NOTE: Why you cannot just allocate slice and release and in new iteration allocate and release again etc? Go should know it has available space and just reuses that no? (: Well, it’s not that easy. TL;DR is that Go Garbage Collection runs periodically or on certain cases (big heap), but definitely not on every iteration of your loop (that would be super slow). Read more in details here.

Avoid 🔥
var messages []string
for _, msg := range recv {
    messages = append(messages, msg)

    if len(messages) > maxMessageLen {
        marshalAndSend(messages)
        // This creates new array. Previous array
        // will be garbage collected only after
        // some time (seconds), which
        // can create enormous memory pressure.
        messages = []string
    }
}
Better 🤓
var messages []string
for _, msg := range recv {
	messages = append(messages, msg)

	if len(messages) > maxMessageLen {
		marshalAndSend(messages)
		// Instead of new array, reuse
		// the same, with the same capacity,
		// just length equals to zero.
		messages = messages[:0]
	}
}

Readability #

The part that all Gophers love ❤️ How to make code more readable?

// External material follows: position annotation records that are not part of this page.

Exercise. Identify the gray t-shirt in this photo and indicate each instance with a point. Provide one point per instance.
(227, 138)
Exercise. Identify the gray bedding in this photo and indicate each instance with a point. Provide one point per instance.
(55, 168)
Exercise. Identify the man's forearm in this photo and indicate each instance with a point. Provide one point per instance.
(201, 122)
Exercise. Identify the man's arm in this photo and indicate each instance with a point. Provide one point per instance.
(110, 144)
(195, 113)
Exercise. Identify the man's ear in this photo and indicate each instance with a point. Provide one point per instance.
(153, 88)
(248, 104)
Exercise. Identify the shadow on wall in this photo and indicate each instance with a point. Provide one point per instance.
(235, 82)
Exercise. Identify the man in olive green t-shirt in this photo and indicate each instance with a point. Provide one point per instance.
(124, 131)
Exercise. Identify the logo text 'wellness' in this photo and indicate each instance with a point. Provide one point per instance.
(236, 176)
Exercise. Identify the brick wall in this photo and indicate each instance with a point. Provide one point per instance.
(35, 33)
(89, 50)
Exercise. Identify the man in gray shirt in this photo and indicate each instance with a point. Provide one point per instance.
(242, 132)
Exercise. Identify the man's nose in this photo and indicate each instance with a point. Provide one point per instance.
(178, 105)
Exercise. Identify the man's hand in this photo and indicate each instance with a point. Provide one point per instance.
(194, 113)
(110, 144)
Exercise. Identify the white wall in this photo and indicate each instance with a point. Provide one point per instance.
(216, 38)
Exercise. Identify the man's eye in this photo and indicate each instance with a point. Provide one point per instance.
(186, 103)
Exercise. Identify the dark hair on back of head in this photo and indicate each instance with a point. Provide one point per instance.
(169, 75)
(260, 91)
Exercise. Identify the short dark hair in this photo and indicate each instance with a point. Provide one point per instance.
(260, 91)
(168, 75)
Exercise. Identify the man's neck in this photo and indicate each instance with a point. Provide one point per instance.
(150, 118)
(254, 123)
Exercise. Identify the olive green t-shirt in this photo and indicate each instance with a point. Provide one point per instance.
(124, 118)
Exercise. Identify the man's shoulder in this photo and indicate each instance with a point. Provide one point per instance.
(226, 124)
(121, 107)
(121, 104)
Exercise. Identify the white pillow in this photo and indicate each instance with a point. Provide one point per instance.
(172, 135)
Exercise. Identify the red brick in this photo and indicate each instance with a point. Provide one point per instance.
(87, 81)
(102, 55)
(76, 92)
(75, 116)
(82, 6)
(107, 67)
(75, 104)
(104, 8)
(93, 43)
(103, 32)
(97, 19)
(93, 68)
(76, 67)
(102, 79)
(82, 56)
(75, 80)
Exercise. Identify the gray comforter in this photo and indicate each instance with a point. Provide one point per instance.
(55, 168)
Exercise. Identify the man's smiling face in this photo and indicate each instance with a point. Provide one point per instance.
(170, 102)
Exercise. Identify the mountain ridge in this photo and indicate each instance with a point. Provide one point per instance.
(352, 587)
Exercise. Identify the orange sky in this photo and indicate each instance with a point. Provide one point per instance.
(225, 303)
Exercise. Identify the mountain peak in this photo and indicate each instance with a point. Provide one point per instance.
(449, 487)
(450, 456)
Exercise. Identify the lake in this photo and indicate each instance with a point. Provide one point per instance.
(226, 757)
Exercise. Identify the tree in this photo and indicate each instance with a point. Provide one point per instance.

For the Thanos Team, readability is about programming in a way that does not surprise the reader of the code. All the details and inconsistencies can distract or mislead the reader, so every character or newline might matter. That’s why we might be spending more time on every Pull Requests’ review, especially in the beginning, but for a good reason! To make sure we can quickly understand, extend and fix problems with our system.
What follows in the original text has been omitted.